The CFTC charged the firm with not having "adequate systems and procedures” for reconciling exchange and clearing fees, which led to customer overcharges.
The CFTC has settled charges against Morgan Stanley & Co. LLC, for “failing to diligently supervise the reconciliation of exchange and clearing fees with the amounts it ultimately charged customers for certain transactions on the CME Group, ICE Futures US, and other exchanges.”
Headquartered in New York City, Morgan Stanley & Co., or MSCO, is a limited liability company, which is also registered with the commission as a futures commission merchant and a provisionally registered swap dealer.
MSCO is a “wholly owned subsidiary of Morgan Stanley Domestic Holdings, Inc. … MSDHI is a wholly owned subsidiary of Morgan Stanley Capital Management, LLC, which is a wholly owned subsidiary of Morgan Stanley (the ‘Ultimate Parent’),” according to MSCO’s June 30, 2017 consolidated statement of financial condition.
The CFTC order requires MSCO to pay a $500,000 civil penalty and to “cease and desist from violating the CFTC regulation governing diligent supervision.”
In all, according to the CFTC, “between 2009 and April 2016, MSCO overcharged customers in the United States $1,550,182 in connection with transactions on various exchanges, and customers of a MSCO affiliate were overcharged $1,439,047 in connection with transactions on various exchanges.’
According to the commission, “nearly all” of the affected customers have been fully refunded and MSCO has “otherwise taken responsibility for the relevant remaining amounts.”
For its part, MSCO neither admits nor denies any of the CFTC’s “findings or conclusions.”
The CFTC notes that “customer transactions executed on exchanges are subject to payment of exchange and clearing fees that are applied to each transaction in the normal course of business.
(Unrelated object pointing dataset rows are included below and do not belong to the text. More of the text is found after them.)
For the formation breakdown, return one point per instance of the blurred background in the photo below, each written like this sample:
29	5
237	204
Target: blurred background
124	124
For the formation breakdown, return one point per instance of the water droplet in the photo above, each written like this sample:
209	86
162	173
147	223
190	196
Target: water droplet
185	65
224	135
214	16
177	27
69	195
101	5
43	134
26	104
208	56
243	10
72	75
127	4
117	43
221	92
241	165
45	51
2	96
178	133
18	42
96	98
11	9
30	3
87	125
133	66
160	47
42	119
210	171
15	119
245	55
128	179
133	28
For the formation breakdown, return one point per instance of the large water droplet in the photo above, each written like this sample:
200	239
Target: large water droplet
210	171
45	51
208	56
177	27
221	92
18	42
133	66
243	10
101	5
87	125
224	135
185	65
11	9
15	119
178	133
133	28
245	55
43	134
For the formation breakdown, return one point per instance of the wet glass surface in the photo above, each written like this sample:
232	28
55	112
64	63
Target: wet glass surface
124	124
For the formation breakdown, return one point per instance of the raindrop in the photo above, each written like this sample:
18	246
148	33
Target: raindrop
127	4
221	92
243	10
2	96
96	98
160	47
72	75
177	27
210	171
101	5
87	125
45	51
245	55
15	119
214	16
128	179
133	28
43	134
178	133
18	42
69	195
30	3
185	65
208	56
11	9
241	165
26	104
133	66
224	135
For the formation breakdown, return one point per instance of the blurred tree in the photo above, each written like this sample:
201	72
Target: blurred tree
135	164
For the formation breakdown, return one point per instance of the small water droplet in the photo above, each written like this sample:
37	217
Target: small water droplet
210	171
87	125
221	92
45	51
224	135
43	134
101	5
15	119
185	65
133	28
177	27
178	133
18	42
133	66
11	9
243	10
Clearing firms such as MSCO receive invoices for these fees from the exchange clearinghouses, which the firms pass on to their customers.”
Specifically, the CFTC charges that MSCO “failed in certain respects to implement and maintain adequate systems and procedures for reconciling exchange and clearing fees from at least 2009 through April 2016.”
Prior to 2010, according to the commission, MSCO “recognized the need to ensure that the increasingly complex structure for exchange fees was managed by dedicated personnel using automated systems, and MSCO developed and began implementing a proprietary automated system to identify, process, and reconcile exchange fees.”
The problem, according to the CFTC, was that “development, design, and implementation of MSCO’s automated system failed to account for, and protect against, the risk of overcharging customers for exchange and clearing fees,” and “for a substantial majority of the relevant period, MSCO had no automated system in place to detect instances where it may have overcharged customers for exchange fees.”
MSCO’s automated system generated three kinds of overcharges, according to the CFTC.
“The first category of overcharges took place over a period of approximately two years, between October 2012 and September 2014, when MSCO erroneously imposed an additional $2 per contract charge on certain block trade transactions executed on ICE Futures US and cleared on ICE Futures Europe….
“The second category of overcharges took place over a period of years dating to 2009, when MSCO erroneously overcharged certain customers for ‘give-up’ transactions on the Chicago Futures Exchange … Italian Derivatives Market … and Osaka Securities Exchange.…
“The third category of overcharges involved a set of overcharges dating to 2011. MSCO had miscoded the customer rules for e-mini index option transactions on the CME, specifically by failing to pass on a lowered rate imposed by the exchange in or around 2011.”
Beginning in early 2015, MSCO “modified an automated process in its proprietary fee system to directly identify potential overcharges, and MSCO represents that this functionality should prevent future overcharges,” the CFTC says.
The commission also notes that “this is the fourth action the CFTC has brought concerning a clearing firm’s supervisory failures in connection with fee processing.”
Other commission actions regarding fee-processing supervisory failures include the following:
- In August 2014, the CFTC ordered Merrill Lynch, Pierce, Fenner & Smith Inc. to pay a $1.2 million penalty relating to is processing of futures exchange and clearing fees charged to customers.
- In August 2016, the CFTC ordered Barclays Capital, Inc. to pay an $800,000 penalty relating to its processing of futures exchange and clearing fees charged to customers.
- And in January 2017, the CFTC ordered J.P. Morgan Securities, LLC, which had self-reported the violations, to pay a $900,000 penalty relating to its faulty process for reconciling exchange fees.
FTF News contacted Morgan Stanley, the parent company, for comment about the CFTC’s contentions regarding MSCO. By press time, there had been no response.